CAPÍTULO CLXXXV RUBIÃO foi recolhido a uma casa de saúde. Palha esquecera a obrigação que Sofia lhe impôs, e Sofia não se lembrou mais da promessa feita à rio-grandense. Cuidavam ambos de outra casa, um palacete em Botafogo, cuja reconstrução estava prestes a acabar, e que eles queriam inaugurar, no inverno, quando as câmaras trabalhassem, e toda a gente houvesse descido de Petrópolis. Mas agora a promessa foi cumprida; Rubião deu entrada no estabelecimento, onde ficou ocupando uma sala e um quarto especiais, recomendado pelo Dr. Falcão e pelo Palha. Não resistiu a nada; acompanhou-os com satisfação, e entrou nos seus aposentos, como se os conhecesse desde muito. Quando eles se despediram, dizendo que já voltavam, Rubião convidou-os para uma revista militar, no sábado. -Pois sim, sábado, assentiu Falcão. -Sábado é bom dia. continuou Rubião. Não faltes, duque de Palha. -Não falto, disse o Palha andando. -Olha, mandar-te-ei um dos meus coches, novo em folha; é preciso que tua mulher pouse o seu lindo corpo onde ninguém ainda ousou sentar-se. Almofadas de damasco e veludo, arreios de prata e rodas de ouro; os cavalos descendem do próprio cavalo que meu tio montava em Marengo. Adeus, duque de Palha.

CAPÍTULO CLXXXVI PARA MIM, é claro, saiu pensando o Dr. Falcão, aquele homem foi amante da mulher deste sujeito."

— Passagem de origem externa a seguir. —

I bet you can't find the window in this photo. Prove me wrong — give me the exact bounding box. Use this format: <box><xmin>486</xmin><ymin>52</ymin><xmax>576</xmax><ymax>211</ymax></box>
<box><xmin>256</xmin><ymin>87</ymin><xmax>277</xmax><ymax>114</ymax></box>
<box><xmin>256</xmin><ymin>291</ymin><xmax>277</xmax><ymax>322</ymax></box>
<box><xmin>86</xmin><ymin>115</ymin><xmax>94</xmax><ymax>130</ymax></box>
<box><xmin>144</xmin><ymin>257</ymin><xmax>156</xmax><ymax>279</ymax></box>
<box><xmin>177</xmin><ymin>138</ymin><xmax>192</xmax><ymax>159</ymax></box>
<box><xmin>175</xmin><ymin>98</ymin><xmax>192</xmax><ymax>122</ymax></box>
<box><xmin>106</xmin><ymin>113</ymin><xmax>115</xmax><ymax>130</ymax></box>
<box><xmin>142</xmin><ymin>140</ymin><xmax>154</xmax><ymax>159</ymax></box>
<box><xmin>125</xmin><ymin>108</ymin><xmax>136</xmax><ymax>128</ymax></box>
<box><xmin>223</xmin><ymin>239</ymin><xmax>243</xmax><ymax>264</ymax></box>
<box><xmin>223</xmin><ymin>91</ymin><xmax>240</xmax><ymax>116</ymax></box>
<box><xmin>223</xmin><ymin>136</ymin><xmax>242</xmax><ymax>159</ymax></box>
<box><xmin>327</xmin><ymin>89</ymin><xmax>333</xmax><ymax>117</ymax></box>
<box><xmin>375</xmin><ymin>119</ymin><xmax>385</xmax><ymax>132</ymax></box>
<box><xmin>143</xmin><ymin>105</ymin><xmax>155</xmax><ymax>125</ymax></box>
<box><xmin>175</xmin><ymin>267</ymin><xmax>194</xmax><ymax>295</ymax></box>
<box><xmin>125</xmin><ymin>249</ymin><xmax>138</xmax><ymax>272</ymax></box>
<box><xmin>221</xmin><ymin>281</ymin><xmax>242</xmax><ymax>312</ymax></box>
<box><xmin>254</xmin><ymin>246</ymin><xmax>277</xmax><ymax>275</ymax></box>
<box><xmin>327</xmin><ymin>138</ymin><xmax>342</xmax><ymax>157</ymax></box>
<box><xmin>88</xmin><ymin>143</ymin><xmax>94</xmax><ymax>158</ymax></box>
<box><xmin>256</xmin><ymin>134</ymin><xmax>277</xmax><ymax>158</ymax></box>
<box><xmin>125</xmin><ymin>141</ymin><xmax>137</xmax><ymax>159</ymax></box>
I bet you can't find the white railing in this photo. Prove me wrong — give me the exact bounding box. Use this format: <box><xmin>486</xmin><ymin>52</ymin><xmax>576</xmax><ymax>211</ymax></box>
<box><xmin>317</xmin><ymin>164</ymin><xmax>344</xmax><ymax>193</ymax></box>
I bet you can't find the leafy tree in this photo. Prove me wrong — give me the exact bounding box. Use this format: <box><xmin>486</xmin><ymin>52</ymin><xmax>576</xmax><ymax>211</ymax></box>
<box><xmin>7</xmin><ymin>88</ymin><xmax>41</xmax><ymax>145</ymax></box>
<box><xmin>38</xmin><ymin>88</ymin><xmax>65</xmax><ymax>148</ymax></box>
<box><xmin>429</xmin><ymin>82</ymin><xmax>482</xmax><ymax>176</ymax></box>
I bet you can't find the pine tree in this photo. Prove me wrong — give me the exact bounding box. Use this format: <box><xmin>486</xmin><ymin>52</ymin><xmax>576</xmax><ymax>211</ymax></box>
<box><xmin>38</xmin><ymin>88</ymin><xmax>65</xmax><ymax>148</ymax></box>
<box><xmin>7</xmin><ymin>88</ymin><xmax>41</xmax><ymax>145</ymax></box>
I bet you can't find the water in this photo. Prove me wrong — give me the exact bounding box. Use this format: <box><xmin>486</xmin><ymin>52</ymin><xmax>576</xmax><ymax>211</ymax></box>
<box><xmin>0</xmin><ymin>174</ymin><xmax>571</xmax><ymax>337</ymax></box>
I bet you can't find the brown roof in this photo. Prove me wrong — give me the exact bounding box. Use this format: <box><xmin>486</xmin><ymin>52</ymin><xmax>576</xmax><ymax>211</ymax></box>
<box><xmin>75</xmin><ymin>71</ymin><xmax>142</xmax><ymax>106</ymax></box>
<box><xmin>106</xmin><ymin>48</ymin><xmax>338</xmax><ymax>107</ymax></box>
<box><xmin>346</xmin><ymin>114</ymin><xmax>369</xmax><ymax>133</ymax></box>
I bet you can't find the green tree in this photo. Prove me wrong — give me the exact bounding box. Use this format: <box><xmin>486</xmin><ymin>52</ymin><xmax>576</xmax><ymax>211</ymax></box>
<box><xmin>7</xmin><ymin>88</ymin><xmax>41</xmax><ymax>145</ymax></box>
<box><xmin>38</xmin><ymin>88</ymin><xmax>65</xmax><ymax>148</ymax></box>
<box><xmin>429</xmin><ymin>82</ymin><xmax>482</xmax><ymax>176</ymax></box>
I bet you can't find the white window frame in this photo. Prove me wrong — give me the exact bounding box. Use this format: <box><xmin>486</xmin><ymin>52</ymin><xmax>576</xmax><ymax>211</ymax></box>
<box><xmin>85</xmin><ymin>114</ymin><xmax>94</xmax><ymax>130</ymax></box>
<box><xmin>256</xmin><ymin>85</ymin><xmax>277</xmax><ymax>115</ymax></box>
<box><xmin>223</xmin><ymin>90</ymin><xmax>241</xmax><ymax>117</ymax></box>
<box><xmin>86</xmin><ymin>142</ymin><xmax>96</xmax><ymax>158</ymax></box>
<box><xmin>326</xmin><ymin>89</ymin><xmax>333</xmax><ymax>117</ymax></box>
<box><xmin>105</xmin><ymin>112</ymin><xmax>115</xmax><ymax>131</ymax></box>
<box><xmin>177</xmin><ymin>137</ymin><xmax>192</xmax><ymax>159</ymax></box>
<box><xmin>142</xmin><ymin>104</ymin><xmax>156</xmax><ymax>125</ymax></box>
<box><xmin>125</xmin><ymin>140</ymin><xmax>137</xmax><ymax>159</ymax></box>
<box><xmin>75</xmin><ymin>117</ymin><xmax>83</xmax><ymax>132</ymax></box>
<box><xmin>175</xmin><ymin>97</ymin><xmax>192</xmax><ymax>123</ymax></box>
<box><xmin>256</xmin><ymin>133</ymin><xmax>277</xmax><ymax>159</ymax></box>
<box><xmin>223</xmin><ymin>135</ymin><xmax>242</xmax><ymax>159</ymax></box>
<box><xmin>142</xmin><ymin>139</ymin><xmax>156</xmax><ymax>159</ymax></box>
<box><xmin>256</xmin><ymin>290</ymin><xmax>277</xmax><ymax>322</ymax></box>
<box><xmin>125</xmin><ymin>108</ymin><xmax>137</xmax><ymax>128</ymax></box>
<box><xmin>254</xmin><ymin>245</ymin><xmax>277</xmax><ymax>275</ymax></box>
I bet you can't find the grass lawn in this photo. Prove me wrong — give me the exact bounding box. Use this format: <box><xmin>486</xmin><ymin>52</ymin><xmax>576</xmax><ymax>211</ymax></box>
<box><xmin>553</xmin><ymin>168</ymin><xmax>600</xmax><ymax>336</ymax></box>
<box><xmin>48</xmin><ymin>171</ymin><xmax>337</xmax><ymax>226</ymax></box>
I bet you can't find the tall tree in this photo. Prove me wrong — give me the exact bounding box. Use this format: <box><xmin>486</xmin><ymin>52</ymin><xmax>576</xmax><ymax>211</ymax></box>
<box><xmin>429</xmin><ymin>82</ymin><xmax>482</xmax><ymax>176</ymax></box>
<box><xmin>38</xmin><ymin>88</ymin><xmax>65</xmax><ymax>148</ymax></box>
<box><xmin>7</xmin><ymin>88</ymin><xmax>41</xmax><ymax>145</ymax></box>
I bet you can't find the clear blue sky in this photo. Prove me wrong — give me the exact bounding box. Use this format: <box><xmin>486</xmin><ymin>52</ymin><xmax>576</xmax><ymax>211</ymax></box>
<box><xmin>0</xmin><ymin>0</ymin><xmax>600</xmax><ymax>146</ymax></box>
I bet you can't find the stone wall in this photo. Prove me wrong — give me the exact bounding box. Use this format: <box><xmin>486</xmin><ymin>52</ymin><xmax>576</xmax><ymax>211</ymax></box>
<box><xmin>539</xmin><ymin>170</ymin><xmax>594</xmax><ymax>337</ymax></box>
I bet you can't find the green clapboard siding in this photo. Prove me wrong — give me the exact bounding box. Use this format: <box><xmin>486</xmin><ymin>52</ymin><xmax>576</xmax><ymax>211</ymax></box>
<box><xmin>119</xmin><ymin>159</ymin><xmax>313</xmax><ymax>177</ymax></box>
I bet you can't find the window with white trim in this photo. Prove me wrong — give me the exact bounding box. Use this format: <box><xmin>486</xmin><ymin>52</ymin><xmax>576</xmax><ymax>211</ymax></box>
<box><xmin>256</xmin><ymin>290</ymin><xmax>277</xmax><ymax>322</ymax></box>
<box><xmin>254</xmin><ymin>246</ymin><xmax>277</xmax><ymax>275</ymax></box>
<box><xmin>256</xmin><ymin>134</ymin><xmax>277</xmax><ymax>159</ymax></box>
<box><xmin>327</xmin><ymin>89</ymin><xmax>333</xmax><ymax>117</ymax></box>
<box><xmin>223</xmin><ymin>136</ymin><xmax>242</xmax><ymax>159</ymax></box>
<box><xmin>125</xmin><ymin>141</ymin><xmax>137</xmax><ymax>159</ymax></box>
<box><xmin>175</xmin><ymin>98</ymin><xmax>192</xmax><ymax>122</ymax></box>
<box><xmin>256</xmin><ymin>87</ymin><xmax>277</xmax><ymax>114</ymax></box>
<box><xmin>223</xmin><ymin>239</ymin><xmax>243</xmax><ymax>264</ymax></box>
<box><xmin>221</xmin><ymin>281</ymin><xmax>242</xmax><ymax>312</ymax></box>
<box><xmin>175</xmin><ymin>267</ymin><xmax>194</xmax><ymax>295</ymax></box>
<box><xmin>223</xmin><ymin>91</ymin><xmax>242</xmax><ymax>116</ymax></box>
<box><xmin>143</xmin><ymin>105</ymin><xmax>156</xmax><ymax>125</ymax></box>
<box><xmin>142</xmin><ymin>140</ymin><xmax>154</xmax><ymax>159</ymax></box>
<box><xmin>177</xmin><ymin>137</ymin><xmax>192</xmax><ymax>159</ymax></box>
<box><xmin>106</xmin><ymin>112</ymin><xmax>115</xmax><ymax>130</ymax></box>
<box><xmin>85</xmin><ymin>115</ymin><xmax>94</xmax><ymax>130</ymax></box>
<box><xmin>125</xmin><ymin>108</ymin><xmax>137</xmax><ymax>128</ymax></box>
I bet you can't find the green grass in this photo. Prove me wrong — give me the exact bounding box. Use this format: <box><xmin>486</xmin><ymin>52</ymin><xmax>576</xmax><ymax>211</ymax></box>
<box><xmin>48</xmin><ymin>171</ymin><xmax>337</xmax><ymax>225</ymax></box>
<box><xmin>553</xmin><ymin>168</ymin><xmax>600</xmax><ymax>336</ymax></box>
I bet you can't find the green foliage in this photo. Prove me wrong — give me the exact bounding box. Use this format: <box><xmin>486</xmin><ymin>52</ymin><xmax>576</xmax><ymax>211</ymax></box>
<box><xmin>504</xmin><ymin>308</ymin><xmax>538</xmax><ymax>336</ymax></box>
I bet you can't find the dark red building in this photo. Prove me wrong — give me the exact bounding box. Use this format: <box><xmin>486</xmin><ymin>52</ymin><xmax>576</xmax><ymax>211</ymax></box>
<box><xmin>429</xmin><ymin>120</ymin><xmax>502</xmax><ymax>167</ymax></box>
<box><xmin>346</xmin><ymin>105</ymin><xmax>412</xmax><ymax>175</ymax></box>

CAPÍTULO CLXXXVII LÁ FICOU O HOMEM. Quincas Borba tentara entrar na carruagem que levou o amigo, e porfiou em acompanhá-la, correndo; foi necessária toda a força do criado para agarrá-lo, contê-lo e trancá-lo em casa. Era a mesma situação de Barbacena; mas a vida, meu rico senhor, compõe-se rigorosamente de quatro ou cinco situações, que as circunstâncias variam e multiplicam aos olhos. Rubião pediu instante mente que lhe mandassem o cão. D. Fernanda, alcançado o consentimento do diretor, cuidou de satisfazer o desejo do doente. Quis escrever a Sofia, mas foi ela própria ao Flamengo.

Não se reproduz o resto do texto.